For environmental and human health protection, geochemical properties of earth materials establish the measure of risk. Geochemical properties originate in mineralogy, and their interpretive value for risk assessment is determined by the combination of geological factors and analytical protocol.

Mineralogy and mineralogical variation reflect geological provenance, process, and past. Provenance indicates the bedrock origins of minerals; process refers to physical actions of wind, water, ice and gravity that redistribute and modify mineral particulate at the earth's surface; past represents the geological record of change in process over time record.

Protocol establishes how geochemical analysis results are obtained: for earth materials, protocol is most simply summarized in terms of grain size and strength of decomposition. Environmental risk assessment is commonly based on either the <2 or the <0.063 mm grain size fractions, and on either total (e.g., HF-HClO4-HNO3) or strong acid (e.g., HCl-HNO3) mixtures; such protocols originate with historical practices in agriculture and mineral exploration.

How geological factors and protocol combine to affect geochemical properties and the interpretation of risk may be expressed by mineral partitioning and grain size, and by mineralogy and decomposition strength.

Mineral partitioning describes the non-uniform distributions of mineral species among grain size fractions. In transported overburden, it results from geological processes that separate minerals according to physical properties. Where geochemical properties differ among grain size fractions, grain size affects the determination of environmental conditions associated with exposure pathways.
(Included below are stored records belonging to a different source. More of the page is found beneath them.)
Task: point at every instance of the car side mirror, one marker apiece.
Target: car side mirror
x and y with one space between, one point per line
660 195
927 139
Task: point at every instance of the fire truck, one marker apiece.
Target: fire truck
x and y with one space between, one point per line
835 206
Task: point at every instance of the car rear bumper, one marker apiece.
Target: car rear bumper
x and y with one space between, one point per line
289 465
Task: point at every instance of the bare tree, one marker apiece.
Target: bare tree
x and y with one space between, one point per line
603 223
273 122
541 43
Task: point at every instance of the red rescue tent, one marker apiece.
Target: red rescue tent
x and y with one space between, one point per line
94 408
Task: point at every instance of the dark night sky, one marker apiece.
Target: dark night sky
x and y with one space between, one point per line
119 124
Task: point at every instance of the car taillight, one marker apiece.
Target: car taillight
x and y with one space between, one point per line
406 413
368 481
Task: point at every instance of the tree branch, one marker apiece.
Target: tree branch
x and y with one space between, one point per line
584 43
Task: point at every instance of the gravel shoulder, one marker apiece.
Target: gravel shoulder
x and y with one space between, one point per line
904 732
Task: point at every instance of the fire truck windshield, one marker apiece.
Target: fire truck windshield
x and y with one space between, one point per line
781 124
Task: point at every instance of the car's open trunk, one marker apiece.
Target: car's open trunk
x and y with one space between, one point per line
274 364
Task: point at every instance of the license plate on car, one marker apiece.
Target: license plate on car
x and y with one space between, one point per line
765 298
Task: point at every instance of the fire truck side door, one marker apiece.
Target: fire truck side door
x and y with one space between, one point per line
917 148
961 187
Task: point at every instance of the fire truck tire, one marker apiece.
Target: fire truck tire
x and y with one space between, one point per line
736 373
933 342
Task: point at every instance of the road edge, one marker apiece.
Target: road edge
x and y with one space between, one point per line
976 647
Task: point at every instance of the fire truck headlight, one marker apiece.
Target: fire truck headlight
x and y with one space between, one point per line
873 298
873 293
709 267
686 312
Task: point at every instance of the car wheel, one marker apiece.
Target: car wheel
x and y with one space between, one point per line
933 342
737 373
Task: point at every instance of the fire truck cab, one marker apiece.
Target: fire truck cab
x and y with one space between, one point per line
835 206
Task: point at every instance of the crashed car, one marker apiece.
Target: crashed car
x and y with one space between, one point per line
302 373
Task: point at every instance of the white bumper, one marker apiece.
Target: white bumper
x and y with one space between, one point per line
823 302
For particulate ingestion and inhalation, risk may be best defined by properties of clay-sized minerals.

Wet chemical decompositions are selective for mineralogy; with decrease in strength, analytical results are increasingly restricted to elements in minerals having an increased potential for biosphere transformation. As measures of risk, threshold values defined solely by concentration cannot be uniformly applied because their interpretation is dependent on mineralogy, grain size, and decomposition strength.